Sculpture sur marbre à Saint-Béat (récit d’un symposium, jour 1)

Il fait frais, bien plus frais que dans notre atelier de Muret, nous avons laissé la canicule derrière nous.

Trouver le bon raccord de compresseur…

La ligne de démarcation du soleil descend peu à peu sur la colline en face du parking Gallieni où Gérard va commencer sa sculpture, L’Inconnue, réinterprétation contemporaine d’un buste de Chiragan (Martres-Tolosane, époque romaine) :

« Donner vie, en quelque sorte, à cette femme, en l’ancrant dans le présent. »

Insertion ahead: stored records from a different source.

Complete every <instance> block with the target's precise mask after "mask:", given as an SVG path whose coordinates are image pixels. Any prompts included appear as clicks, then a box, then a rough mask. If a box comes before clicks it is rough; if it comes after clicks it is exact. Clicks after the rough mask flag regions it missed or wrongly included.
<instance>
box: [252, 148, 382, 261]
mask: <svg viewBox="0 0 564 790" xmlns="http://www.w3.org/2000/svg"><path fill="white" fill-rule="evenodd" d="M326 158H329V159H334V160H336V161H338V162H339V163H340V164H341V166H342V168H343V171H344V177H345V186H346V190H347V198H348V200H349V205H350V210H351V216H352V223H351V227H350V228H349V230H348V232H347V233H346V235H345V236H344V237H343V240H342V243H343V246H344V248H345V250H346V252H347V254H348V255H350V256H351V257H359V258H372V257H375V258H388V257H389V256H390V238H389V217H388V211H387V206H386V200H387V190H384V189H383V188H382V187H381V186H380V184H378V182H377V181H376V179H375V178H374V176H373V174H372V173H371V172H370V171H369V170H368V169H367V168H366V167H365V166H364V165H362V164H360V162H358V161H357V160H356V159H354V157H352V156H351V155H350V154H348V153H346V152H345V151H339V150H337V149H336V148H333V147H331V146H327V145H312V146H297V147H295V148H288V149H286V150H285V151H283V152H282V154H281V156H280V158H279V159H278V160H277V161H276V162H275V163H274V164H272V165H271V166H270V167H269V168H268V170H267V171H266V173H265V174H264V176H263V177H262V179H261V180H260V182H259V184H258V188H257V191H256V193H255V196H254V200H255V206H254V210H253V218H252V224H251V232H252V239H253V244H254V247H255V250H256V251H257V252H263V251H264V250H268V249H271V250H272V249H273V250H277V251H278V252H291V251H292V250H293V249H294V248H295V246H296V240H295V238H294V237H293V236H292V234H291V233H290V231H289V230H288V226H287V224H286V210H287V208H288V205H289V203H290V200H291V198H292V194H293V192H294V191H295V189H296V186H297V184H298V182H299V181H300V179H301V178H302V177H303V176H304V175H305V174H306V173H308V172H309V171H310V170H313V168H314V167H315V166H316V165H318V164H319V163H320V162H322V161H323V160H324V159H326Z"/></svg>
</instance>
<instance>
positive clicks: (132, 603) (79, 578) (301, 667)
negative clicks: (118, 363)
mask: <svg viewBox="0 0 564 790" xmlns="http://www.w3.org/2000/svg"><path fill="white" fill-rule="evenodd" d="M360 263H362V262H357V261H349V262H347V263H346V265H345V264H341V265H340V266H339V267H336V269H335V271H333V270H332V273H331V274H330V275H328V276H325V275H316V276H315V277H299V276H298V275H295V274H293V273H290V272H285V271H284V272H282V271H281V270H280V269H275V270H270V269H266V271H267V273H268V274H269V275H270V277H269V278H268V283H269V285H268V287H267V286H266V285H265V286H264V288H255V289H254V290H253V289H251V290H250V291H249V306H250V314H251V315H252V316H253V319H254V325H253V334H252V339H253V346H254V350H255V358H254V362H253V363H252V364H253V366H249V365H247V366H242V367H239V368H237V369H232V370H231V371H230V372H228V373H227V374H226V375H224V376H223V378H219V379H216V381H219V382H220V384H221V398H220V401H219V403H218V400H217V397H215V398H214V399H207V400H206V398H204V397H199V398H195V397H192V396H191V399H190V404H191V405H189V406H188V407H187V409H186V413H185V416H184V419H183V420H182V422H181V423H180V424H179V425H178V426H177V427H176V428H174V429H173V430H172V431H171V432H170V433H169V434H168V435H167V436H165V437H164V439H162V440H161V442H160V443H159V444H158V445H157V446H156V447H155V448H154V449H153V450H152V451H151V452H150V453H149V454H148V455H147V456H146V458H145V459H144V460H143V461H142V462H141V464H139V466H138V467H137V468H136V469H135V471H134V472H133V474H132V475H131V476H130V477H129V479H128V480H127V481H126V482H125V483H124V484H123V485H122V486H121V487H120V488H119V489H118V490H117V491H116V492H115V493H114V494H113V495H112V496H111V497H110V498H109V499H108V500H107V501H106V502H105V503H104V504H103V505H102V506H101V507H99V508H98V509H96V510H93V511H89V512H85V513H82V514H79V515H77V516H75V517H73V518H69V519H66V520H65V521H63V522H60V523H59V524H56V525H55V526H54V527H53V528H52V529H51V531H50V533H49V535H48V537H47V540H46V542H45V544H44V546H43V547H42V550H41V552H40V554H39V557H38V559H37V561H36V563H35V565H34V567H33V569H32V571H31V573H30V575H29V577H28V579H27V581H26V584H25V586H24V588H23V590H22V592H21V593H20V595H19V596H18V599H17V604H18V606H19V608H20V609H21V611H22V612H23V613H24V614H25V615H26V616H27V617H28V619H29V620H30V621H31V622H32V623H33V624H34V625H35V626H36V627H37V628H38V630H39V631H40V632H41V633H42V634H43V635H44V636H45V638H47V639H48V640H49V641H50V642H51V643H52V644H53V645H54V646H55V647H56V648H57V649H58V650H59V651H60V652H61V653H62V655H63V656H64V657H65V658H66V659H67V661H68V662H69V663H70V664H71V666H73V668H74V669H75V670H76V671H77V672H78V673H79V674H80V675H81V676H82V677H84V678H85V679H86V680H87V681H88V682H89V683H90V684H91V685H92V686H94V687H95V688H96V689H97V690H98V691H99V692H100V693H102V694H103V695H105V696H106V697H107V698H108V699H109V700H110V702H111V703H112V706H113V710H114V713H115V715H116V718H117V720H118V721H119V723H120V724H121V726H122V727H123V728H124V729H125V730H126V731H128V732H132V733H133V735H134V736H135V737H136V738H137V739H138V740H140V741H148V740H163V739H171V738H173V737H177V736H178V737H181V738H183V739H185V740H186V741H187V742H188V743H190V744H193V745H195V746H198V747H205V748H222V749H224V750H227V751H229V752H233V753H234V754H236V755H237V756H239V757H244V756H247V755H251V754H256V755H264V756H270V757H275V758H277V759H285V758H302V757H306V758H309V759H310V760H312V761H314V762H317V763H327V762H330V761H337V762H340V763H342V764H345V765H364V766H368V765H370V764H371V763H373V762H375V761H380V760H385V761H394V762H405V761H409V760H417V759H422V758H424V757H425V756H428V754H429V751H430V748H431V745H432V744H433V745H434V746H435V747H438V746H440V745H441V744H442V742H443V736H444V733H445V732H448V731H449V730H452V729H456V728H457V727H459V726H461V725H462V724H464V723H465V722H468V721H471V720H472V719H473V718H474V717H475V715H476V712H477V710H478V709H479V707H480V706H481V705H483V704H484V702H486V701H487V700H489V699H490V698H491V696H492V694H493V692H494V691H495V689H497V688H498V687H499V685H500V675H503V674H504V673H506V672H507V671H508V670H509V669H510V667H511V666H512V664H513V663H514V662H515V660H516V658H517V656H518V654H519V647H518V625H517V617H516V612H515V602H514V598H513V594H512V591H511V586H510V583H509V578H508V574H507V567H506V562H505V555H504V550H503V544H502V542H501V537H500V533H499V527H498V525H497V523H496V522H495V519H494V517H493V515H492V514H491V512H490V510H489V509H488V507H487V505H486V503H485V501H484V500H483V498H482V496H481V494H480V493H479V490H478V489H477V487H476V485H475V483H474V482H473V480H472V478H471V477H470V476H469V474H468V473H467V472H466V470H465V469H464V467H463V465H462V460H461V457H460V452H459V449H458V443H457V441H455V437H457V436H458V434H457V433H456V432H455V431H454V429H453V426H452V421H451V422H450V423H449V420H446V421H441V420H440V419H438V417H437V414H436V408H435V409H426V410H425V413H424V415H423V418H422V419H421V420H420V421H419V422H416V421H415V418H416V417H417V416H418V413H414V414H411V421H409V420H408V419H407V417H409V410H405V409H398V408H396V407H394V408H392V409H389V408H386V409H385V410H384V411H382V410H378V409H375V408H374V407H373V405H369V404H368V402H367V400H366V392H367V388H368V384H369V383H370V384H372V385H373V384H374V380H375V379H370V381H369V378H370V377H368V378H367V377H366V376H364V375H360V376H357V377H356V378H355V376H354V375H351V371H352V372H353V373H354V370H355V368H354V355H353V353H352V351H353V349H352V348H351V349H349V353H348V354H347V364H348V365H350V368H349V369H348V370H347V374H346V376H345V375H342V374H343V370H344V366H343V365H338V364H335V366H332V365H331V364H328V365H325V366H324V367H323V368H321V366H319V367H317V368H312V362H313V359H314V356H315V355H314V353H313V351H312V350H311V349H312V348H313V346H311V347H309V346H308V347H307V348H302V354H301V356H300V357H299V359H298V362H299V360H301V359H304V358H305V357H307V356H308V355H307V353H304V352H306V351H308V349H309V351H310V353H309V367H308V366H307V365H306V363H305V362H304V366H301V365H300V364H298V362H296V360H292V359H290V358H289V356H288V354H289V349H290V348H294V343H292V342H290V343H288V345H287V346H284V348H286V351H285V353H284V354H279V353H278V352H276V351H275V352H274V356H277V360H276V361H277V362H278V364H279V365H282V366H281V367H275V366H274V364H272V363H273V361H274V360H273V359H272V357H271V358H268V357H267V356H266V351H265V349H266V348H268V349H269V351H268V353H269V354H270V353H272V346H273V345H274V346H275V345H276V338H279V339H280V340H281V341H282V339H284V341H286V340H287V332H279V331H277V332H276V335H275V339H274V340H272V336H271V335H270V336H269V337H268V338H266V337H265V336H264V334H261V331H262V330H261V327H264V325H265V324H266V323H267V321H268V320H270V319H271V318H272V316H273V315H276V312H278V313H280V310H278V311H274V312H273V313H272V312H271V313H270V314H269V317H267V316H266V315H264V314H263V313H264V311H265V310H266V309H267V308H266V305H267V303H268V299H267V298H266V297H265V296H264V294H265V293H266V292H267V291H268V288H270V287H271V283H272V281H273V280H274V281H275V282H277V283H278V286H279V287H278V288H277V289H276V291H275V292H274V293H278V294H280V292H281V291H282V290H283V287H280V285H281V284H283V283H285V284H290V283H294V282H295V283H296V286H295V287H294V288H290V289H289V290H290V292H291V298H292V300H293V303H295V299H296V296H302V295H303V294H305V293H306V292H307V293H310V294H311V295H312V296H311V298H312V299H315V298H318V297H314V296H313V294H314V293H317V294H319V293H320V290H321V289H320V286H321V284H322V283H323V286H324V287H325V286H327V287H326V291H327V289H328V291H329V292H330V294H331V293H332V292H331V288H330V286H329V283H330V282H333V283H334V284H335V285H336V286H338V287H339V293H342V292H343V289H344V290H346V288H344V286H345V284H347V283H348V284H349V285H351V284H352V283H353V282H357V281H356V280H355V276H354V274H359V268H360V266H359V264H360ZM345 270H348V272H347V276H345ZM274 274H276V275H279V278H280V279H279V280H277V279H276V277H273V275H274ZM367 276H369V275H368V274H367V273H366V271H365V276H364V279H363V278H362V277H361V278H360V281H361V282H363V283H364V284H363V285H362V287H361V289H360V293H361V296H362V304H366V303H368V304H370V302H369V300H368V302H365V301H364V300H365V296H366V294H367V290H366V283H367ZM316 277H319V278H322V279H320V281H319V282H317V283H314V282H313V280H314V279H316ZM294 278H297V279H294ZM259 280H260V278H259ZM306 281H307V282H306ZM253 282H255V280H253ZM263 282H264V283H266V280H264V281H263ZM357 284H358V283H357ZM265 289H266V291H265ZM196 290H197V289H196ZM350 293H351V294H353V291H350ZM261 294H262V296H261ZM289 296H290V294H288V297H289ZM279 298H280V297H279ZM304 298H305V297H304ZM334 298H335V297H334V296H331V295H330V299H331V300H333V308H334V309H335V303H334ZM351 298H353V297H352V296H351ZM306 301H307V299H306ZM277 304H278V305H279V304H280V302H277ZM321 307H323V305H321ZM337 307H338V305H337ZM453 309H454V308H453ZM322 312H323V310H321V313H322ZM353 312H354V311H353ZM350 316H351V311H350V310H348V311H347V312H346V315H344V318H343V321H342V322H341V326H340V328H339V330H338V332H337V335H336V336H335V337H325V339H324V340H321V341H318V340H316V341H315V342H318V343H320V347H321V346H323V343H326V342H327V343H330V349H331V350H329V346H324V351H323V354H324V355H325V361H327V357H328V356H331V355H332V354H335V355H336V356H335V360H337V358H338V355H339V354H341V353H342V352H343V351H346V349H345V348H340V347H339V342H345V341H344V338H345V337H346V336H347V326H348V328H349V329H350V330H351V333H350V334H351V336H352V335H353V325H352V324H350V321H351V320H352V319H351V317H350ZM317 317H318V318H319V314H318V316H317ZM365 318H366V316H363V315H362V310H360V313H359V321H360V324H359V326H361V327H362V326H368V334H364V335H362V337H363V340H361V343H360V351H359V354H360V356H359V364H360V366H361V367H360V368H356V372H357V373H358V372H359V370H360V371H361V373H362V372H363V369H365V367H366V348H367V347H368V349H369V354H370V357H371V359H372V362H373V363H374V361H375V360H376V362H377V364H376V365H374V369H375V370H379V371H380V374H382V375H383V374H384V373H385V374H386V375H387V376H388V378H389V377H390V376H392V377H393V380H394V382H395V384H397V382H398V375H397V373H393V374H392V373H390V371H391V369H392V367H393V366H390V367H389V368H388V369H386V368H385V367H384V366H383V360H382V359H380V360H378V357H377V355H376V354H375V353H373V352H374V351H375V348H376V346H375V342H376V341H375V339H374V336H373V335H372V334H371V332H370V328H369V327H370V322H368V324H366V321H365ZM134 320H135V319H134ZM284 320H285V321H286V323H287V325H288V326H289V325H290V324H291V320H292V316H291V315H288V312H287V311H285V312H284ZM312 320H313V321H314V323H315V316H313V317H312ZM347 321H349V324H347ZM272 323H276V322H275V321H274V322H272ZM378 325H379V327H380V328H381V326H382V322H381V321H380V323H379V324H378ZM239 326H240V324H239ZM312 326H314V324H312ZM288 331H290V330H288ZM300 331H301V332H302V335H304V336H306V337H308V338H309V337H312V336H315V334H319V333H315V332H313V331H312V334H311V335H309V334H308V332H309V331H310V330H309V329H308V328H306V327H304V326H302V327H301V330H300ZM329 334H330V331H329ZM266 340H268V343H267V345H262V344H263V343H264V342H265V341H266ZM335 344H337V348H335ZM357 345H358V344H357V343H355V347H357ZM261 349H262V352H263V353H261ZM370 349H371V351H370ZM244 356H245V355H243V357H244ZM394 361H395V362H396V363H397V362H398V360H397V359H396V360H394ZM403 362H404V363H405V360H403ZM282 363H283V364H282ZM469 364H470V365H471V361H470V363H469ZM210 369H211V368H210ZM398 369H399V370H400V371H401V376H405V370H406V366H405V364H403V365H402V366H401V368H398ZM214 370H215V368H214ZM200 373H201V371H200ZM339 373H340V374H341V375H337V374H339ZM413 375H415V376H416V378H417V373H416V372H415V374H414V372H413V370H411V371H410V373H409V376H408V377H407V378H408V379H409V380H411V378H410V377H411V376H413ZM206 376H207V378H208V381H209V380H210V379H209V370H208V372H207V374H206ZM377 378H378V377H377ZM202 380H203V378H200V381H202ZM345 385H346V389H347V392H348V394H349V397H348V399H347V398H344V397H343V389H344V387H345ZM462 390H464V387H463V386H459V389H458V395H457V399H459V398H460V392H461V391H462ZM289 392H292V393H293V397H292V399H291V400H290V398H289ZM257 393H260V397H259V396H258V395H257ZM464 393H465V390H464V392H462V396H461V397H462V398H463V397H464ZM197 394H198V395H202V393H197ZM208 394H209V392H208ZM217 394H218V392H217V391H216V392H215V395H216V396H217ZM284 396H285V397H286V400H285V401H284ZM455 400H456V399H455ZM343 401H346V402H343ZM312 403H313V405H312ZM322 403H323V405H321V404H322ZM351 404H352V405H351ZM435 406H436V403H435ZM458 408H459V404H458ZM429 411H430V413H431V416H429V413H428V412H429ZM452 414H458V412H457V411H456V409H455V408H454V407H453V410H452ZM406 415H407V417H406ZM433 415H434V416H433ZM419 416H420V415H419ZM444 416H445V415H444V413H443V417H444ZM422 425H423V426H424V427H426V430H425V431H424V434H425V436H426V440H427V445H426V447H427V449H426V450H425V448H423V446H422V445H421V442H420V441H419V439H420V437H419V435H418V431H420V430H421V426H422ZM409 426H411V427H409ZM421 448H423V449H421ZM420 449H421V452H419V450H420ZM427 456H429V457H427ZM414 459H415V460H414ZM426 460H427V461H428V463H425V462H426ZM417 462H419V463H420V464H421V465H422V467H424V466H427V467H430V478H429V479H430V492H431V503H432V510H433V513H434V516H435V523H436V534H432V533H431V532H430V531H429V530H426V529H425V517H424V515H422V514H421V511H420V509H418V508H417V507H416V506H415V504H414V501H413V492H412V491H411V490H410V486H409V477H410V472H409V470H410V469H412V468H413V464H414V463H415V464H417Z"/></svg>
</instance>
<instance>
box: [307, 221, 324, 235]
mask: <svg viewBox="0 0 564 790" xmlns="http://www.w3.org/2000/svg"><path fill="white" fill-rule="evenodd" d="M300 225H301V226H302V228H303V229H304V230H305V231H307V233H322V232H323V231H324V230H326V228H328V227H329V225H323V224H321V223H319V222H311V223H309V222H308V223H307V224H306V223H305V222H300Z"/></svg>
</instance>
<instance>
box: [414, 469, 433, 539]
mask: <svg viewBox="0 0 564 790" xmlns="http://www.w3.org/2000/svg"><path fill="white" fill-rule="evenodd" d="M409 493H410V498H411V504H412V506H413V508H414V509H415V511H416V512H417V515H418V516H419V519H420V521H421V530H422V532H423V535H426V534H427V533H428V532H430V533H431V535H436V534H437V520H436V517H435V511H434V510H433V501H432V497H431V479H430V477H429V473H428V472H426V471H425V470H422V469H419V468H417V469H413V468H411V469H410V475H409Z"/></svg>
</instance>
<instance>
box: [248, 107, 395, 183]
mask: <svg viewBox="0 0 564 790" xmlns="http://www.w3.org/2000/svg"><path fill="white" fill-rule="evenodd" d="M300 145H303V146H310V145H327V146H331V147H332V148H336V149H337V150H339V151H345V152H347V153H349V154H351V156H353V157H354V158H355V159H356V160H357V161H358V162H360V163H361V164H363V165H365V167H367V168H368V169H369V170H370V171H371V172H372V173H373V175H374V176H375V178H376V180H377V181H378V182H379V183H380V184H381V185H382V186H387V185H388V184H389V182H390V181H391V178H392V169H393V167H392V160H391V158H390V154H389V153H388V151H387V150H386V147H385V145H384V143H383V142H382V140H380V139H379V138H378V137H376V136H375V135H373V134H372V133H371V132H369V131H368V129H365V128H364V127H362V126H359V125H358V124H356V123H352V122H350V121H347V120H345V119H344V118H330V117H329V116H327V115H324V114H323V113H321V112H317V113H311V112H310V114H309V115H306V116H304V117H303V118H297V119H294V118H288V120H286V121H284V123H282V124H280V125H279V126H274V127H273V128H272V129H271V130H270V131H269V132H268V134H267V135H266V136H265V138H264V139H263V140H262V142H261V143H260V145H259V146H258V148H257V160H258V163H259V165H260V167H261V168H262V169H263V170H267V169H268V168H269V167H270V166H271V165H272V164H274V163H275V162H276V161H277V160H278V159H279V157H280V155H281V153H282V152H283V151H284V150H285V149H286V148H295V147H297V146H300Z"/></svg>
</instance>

9h12. Des galets millénaires reposent dans l’eau. Un lézard court ventre à terre le long du muret qui nous sépare du fleuve. Le doux grincement de la meuleuse s’élève et se mêle au murmure de la Garonne que surplombe une ligne de maisons semi-antiques. Un bloc de marbre blanc de 45 x 40 x 20 cm va se métamorphoser en belle femme intemporelle.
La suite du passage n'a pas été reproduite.